White Sox player Jim Thome signs autographs for fans before the final game of spring training in March. It may have been the Sox final game in Tucson.

White Sox player Jim Thome signs autographs for fans before the final game of spring training in March. It may have been the Sox final game in Tucson.

It didn’t take long for another cleat to drop regarding the future of spring training in Tucson.

Hours after the Pima County Board of Supervisors voted to accept a $5 million buyout to let the Chicago White Sox out of the team’s lease at Tucson Electric Park, officials of the Arizona Diamondbacks confirmed the team is entertaining offers to move its spring training operations out of Tucson Electric Park and closer to Phoenix, as well.

“We would rather just stay there,” Diamondbacks president Derrick Hall said Tuesday. “But there has to be more than two teams. That’s our issue.”

The Diamondbacks and Colorado Rockies, who train at Hi Corbett Field in Tucson, both have stipulations in their contracts with the county and city that there be at least three teams in the area for spring training.

Both teams can use the departure of the White Sox, and any future failure to draw a third Major League Baseball team to replace the White Sox, as breaches of their contracts binding them to remain here for spring training through 2012 and 2011, respectively.
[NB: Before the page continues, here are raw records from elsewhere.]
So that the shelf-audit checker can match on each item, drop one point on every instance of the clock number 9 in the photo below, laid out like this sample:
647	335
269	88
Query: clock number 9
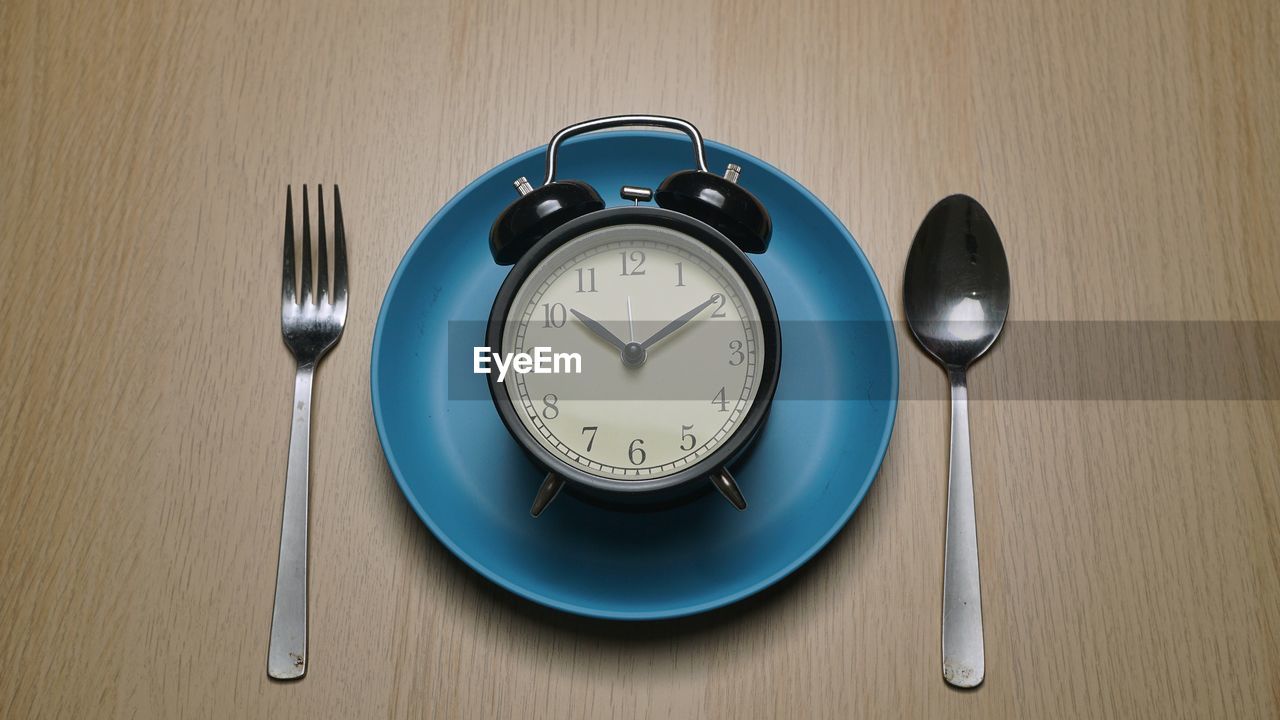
635	452
735	352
Hall said the Diamondbacks will conduct spring training in Tucson this coming Cactus League season, and likely at least until the team’s contract with the county to use TEP at least through 2012.

“You would comfortably need at least two to three years to build a stadium and facilities,” Hall said.

Hall added a replacement team might not be enough ultimately keep the Diamondbacks at TEP.

“We need four teams,” Hall said

County officials Tuesday accepted the White Sox buyout offer to leave TEP before the team’s lease expires in 2012 to play at a new facility in Glendale, with a combination of anger and resignation.

“It’s a really sad day for baseball here in Tucson,” Board Chairman Richard Elías said before the supervisors’ 5-0 vote to accept the White Sox’s offer.

Though the deal negates the contract bonding it here through 2012, the Sox still will be required to search for a replacement MLB spring training team for Tucson Electric Park through 2026.

An alternative proposal rejected by the supervisors would have had the White Sox help establish and fund a youth and amateur sports tournament facility at TEP, including a MLB-affiliated Baseball Academy focusing on programs for at-risk kids in the community.

Supervisors reserved irate comments not so much for the White Sox but for communities up north, which used revenues generated by the Arizona Sports and Tourism Authority to build new lavish facilities to lure MLB teams not only from Tucson but Florida as well.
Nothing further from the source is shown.